Shurtleff notes that actors often break a scene down into “beats” or sections, and then find a motivation or goal for each beat. He states that this is a good method, but that it doesn’t go far enough. He says that when he asked an actor what his or her goal was in a scene, he often received the response, “I want to get away from this person. I want to run out of the room.”

Then he asked, “Why don’t you run? What keeps you there?” The answers to these questions made the actor more effective in the scene. Instead of using “goal” or “motivation” or any other standard acting terms, Shurtleff regularly asked his actors, “What are you fighting for?” Authors would benefit from asking this question of their characters. They must find a positive motivation for their characters, since this will serve them in a more forceful, stronger, more emotional way than a negative choice will. Characters may appear negative or languid on the surface, but authors must dig deeper into what motivates the characters in the strongest, most positive terms.

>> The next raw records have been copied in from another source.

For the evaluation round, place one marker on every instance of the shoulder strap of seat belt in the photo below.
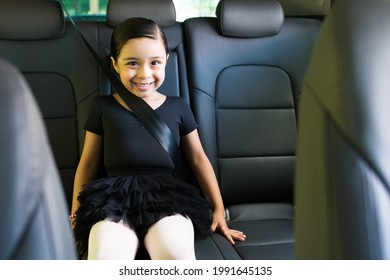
(156, 126)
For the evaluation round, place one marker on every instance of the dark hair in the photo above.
(133, 28)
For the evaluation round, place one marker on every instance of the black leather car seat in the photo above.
(63, 76)
(343, 165)
(33, 208)
(244, 91)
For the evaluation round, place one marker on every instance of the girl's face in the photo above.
(141, 66)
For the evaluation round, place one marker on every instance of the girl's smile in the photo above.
(141, 66)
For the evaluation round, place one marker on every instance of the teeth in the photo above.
(142, 84)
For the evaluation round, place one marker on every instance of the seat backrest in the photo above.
(163, 13)
(59, 69)
(33, 208)
(343, 165)
(244, 91)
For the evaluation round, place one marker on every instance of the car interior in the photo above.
(284, 92)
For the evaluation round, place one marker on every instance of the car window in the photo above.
(184, 8)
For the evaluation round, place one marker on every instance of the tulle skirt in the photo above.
(139, 201)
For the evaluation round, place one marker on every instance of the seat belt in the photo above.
(149, 118)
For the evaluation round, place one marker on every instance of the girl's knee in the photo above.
(112, 241)
(171, 238)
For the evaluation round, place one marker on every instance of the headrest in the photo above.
(161, 12)
(305, 7)
(31, 20)
(249, 18)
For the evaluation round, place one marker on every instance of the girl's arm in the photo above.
(88, 166)
(205, 175)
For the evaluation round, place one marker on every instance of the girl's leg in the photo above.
(112, 241)
(172, 238)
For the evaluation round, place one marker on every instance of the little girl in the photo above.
(142, 200)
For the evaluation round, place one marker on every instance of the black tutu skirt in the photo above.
(139, 201)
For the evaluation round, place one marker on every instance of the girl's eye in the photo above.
(132, 63)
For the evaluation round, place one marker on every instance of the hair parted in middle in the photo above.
(134, 28)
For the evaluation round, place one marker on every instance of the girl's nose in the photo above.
(144, 72)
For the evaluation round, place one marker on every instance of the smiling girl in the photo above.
(142, 200)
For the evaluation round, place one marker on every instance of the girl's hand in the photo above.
(219, 223)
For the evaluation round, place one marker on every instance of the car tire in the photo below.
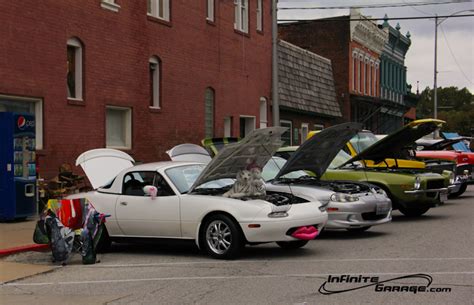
(291, 245)
(357, 230)
(462, 189)
(221, 237)
(413, 212)
(104, 243)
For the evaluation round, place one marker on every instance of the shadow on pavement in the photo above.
(424, 218)
(343, 234)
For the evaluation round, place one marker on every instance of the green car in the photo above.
(413, 192)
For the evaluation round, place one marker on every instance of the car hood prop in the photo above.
(393, 145)
(316, 153)
(253, 151)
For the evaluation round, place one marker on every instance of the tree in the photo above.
(455, 106)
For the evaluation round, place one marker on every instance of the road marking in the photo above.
(224, 277)
(214, 262)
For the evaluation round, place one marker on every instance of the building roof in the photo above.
(306, 81)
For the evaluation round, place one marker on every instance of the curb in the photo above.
(34, 247)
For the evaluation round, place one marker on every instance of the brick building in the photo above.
(398, 102)
(140, 76)
(306, 92)
(354, 45)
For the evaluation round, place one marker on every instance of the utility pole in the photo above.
(435, 85)
(275, 100)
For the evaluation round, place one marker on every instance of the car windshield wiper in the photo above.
(212, 190)
(303, 179)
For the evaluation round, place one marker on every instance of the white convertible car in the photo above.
(184, 200)
(354, 206)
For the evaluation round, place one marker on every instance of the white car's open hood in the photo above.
(253, 151)
(316, 153)
(103, 164)
(189, 152)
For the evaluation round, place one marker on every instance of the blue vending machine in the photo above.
(17, 166)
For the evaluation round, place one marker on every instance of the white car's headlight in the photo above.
(379, 191)
(341, 197)
(417, 183)
(452, 178)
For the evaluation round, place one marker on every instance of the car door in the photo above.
(144, 216)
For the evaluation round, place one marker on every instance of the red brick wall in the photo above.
(117, 47)
(329, 39)
(356, 45)
(298, 118)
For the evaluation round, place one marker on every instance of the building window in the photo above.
(210, 10)
(371, 71)
(354, 72)
(359, 72)
(118, 127)
(26, 105)
(74, 69)
(263, 112)
(241, 15)
(110, 5)
(318, 127)
(159, 9)
(259, 15)
(155, 82)
(228, 126)
(366, 75)
(247, 124)
(209, 112)
(287, 136)
(304, 131)
(376, 67)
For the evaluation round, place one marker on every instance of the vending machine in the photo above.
(17, 166)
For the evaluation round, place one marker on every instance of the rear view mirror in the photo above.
(150, 190)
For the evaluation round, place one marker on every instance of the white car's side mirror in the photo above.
(150, 190)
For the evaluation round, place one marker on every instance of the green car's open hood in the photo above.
(393, 145)
(316, 153)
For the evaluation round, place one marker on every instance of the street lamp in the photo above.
(435, 86)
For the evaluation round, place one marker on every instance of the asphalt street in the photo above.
(438, 248)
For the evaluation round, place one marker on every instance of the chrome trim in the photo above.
(441, 190)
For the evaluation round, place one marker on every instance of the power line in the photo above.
(381, 5)
(375, 19)
(417, 9)
(454, 57)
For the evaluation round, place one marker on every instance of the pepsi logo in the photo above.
(23, 123)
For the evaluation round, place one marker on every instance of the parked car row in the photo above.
(253, 191)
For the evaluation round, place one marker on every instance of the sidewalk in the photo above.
(16, 237)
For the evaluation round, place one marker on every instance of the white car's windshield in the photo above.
(183, 177)
(273, 166)
(363, 140)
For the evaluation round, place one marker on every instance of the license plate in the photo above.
(382, 209)
(443, 197)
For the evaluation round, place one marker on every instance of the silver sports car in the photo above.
(354, 206)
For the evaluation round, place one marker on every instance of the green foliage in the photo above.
(455, 106)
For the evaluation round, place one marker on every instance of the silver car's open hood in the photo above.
(393, 145)
(254, 150)
(316, 153)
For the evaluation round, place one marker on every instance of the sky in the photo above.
(455, 35)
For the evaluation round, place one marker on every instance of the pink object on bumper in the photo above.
(306, 233)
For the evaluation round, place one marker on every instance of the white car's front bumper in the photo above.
(367, 211)
(276, 229)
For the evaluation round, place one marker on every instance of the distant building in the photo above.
(307, 93)
(397, 102)
(140, 76)
(354, 45)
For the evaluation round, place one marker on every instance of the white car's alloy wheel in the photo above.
(218, 237)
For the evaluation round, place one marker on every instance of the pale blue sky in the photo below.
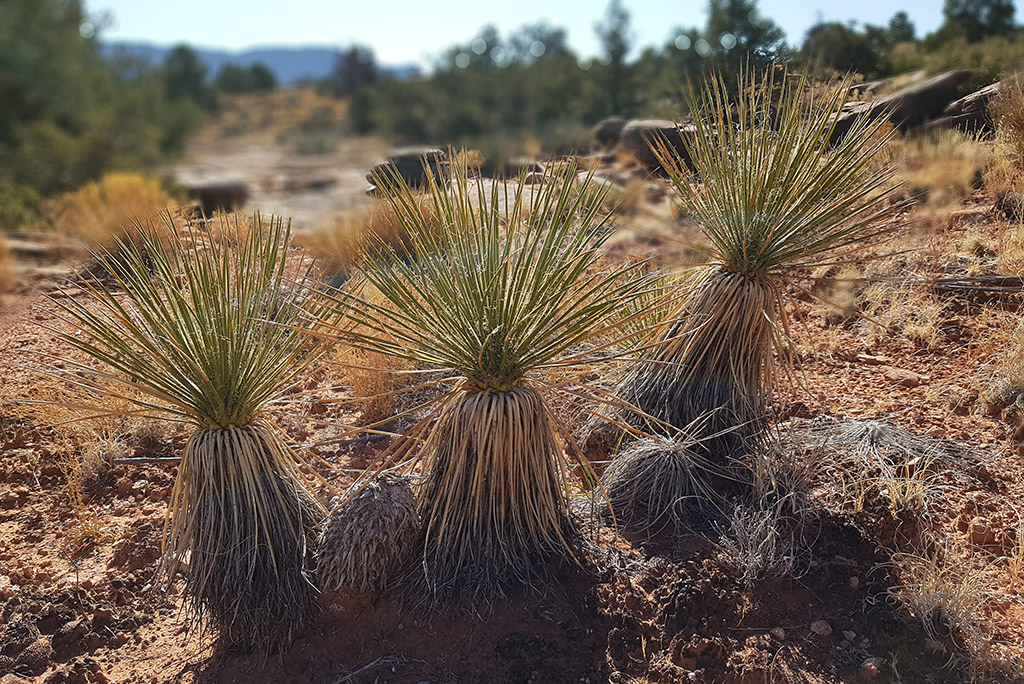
(402, 31)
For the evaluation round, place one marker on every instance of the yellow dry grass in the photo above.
(100, 212)
(941, 171)
(339, 245)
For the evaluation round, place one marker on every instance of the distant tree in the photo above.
(184, 77)
(354, 68)
(901, 29)
(262, 78)
(613, 33)
(737, 29)
(976, 19)
(840, 47)
(538, 41)
(236, 78)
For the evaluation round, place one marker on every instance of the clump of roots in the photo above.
(711, 366)
(244, 519)
(654, 484)
(494, 502)
(367, 539)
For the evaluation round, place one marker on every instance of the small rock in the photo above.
(903, 378)
(979, 532)
(821, 628)
(871, 667)
(101, 616)
(35, 657)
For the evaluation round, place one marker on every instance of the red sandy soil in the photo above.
(667, 609)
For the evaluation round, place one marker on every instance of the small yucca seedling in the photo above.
(503, 298)
(184, 334)
(772, 197)
(652, 484)
(366, 541)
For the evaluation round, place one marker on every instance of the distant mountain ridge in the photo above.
(290, 65)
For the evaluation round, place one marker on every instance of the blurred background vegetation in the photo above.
(71, 112)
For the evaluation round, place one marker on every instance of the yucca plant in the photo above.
(196, 330)
(503, 298)
(773, 197)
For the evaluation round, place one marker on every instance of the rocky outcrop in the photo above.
(413, 165)
(638, 136)
(907, 108)
(608, 131)
(219, 195)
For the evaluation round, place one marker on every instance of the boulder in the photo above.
(875, 87)
(518, 166)
(638, 136)
(413, 165)
(608, 131)
(971, 112)
(909, 107)
(219, 195)
(921, 101)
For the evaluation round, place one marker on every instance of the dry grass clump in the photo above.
(945, 595)
(377, 381)
(368, 538)
(654, 484)
(873, 458)
(941, 170)
(376, 230)
(903, 307)
(1008, 116)
(754, 545)
(1006, 395)
(100, 213)
(6, 266)
(88, 529)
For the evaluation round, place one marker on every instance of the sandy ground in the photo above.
(81, 600)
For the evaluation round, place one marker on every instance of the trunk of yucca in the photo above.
(241, 518)
(494, 504)
(712, 367)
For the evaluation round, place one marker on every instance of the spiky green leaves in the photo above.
(503, 290)
(188, 330)
(203, 330)
(504, 299)
(772, 191)
(769, 185)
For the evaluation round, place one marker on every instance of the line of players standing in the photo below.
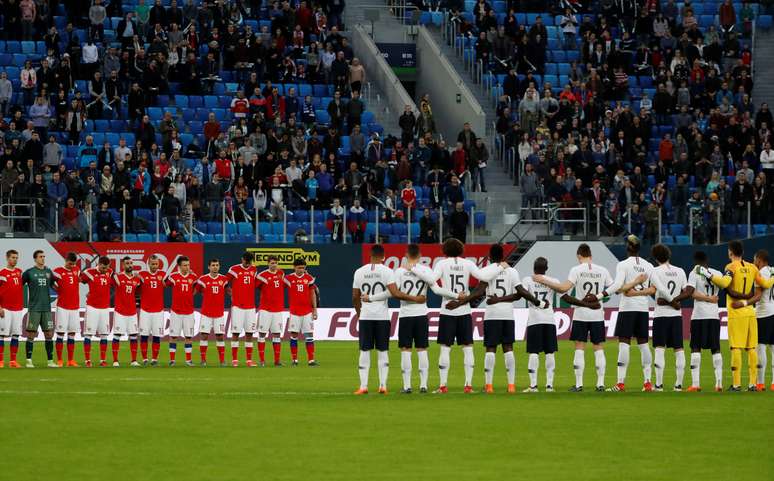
(636, 280)
(240, 283)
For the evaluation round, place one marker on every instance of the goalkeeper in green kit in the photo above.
(39, 280)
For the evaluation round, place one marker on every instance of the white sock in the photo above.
(405, 368)
(424, 367)
(470, 363)
(695, 369)
(578, 363)
(679, 367)
(363, 366)
(532, 367)
(623, 361)
(550, 366)
(443, 364)
(601, 364)
(510, 367)
(659, 363)
(646, 357)
(384, 367)
(761, 363)
(717, 364)
(489, 360)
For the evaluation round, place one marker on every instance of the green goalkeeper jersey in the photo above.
(39, 282)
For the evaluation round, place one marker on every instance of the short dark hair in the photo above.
(496, 253)
(540, 266)
(736, 248)
(661, 253)
(453, 247)
(377, 250)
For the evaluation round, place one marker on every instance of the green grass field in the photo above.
(303, 423)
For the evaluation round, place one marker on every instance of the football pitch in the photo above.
(303, 423)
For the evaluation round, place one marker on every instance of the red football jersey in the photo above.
(242, 286)
(99, 287)
(126, 292)
(152, 295)
(213, 291)
(300, 292)
(182, 292)
(272, 290)
(68, 287)
(11, 289)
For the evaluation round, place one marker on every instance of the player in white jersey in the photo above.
(669, 281)
(454, 273)
(374, 317)
(591, 281)
(633, 319)
(764, 312)
(499, 326)
(413, 326)
(705, 322)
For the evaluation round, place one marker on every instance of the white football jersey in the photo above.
(669, 281)
(454, 273)
(765, 306)
(502, 285)
(540, 314)
(372, 279)
(412, 283)
(589, 278)
(626, 271)
(702, 309)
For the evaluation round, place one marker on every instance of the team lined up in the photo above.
(750, 303)
(240, 283)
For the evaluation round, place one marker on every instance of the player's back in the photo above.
(631, 268)
(743, 276)
(372, 279)
(454, 274)
(411, 282)
(502, 285)
(540, 314)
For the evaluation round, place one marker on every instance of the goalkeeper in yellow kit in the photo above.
(739, 280)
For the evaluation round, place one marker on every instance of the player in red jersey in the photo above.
(11, 306)
(99, 280)
(68, 316)
(243, 284)
(181, 318)
(302, 299)
(272, 287)
(213, 287)
(151, 309)
(127, 284)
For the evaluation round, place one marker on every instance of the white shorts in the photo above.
(11, 323)
(181, 325)
(125, 324)
(97, 322)
(243, 320)
(269, 322)
(67, 320)
(303, 323)
(151, 323)
(209, 324)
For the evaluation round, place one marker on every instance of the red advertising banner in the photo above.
(89, 253)
(395, 253)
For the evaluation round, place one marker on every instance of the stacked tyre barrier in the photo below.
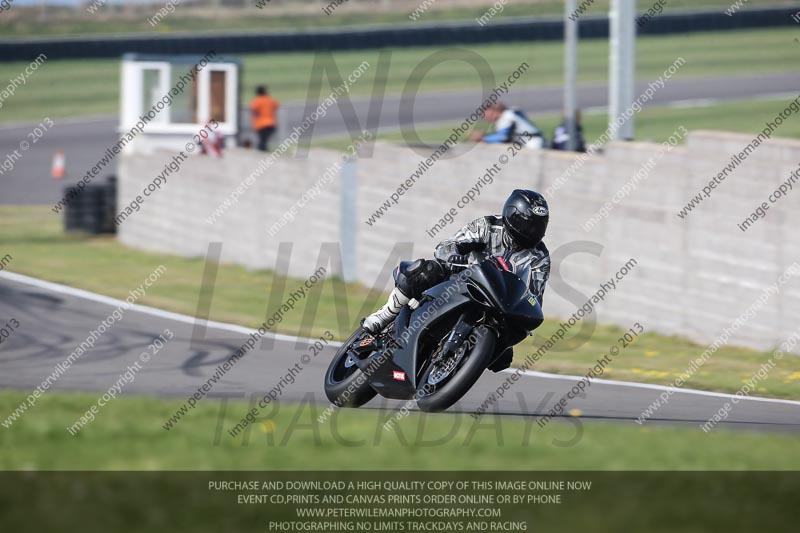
(92, 211)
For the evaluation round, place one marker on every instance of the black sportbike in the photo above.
(436, 352)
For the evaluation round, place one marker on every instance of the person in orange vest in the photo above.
(263, 109)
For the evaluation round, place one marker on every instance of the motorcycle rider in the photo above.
(516, 235)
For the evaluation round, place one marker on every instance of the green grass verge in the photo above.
(128, 435)
(63, 22)
(71, 88)
(33, 237)
(655, 124)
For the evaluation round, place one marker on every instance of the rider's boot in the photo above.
(375, 322)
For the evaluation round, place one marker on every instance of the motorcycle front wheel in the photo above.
(345, 384)
(445, 382)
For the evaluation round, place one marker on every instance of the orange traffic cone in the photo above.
(58, 165)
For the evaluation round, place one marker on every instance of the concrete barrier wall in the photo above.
(693, 276)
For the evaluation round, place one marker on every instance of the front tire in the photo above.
(345, 383)
(437, 397)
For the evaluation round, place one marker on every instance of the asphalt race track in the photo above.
(54, 320)
(85, 140)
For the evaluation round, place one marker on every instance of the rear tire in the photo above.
(436, 398)
(339, 378)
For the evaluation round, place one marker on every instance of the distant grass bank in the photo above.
(33, 236)
(80, 88)
(128, 435)
(654, 124)
(109, 18)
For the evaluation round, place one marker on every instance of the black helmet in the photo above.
(525, 217)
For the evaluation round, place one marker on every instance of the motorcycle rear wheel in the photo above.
(439, 396)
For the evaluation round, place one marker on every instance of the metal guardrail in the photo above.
(436, 34)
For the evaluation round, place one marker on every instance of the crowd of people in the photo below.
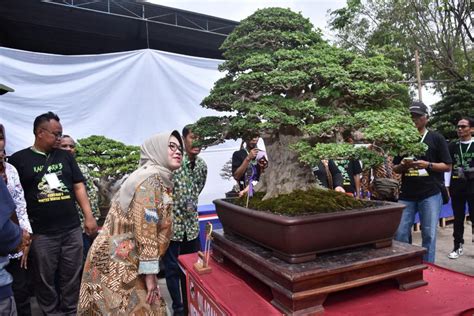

If a character states, “I’m bored,” the author must know what the character wants instead of the boring condition he’s in and open him up and let him fight for that. Shurtleff uses the word, “fight” because he feels that nothing less than the strongest, most positive goal possible will do.

Authors must make the most active choice possible for every character in every scene. When each character makes the strongest choices of what he is fighting for in every scene, life is being breathed into the story, and keeping readers turning the pages.

So if all your characters are pitching hard for what they’re fighting for in every scene, how do you achieve balance in each scene? Shurtleff says it’s through relationship, through a heightening of the awareness of each character has in life toward other people. Authors need to know each of their character’s perceptions of give and take in a relationship, the character’s consideration for the other characters in each scene, their characters’ sensitivity to their other characters’ reactions to what they’re fighting for and a heightened awareness of how the characters tend to affect each other.

Characters need conflict; it’s what drives drama. Authors don’t create characters in the normal course of their everyday lives. We thrust our characters into the extraordinary, the unknown. Find the maximum conflict for your characters. Look at each character individually in each scene and ask not only what is he fighting for, but also determine who is interfering with your character getting what he’s fighting for. Do battle with her; fight her; woo her; charm her; revile her. Find as many ways as you can for your character to go about getting what he’s fighting for. Each way can spawn new ways, insightful dialogue and other possibilities limited only by the author’s mind. The more ways you find, the more interesting your scene.

According to Shurtleff, all of life is a fight. We always want something. What seems like defeat is just another way of fighting. We always want something and are always fighting toward that end, no matter how guised our actions might be. Authors must determine what the basic fight is in every character in every scene. The various ways in which each individual fight is waged is what propels the story forward. Instill each relationship in each scene with what your characters are fighting for.

When it comes to relationships specifically and life in general, fantasy shines head and shoulders above reality. We don’t live for reality, but for the fantasies, the dreams of what might be. It’s the dreams that keep us going, and that’s what authors need to inject into their characters. Romance is everyone’s secret dream. Look how many songs and movies are written about it. Never distrust romance. Nothing could be stronger. Most stories of any genre contain some amount of romance. Look for the opposites. Trust that romance is strong. Tenderness is stronger than screaming. Whenever you have two considerations which seem to cancel each other out, do both. Find the positive in the characters in your scene so you can play off of the opposites and add dimension to your characters. Look at the most you can find in a relationship between characters in your scene.

The bottom line: Don’t settle for anything less than the biggest dream for your character’s future. Fight to make your characters' dreams come true.


Anonymous Anonymous said...

you basically just lifted everything out of his guidepost instead of summarizing it in your own words.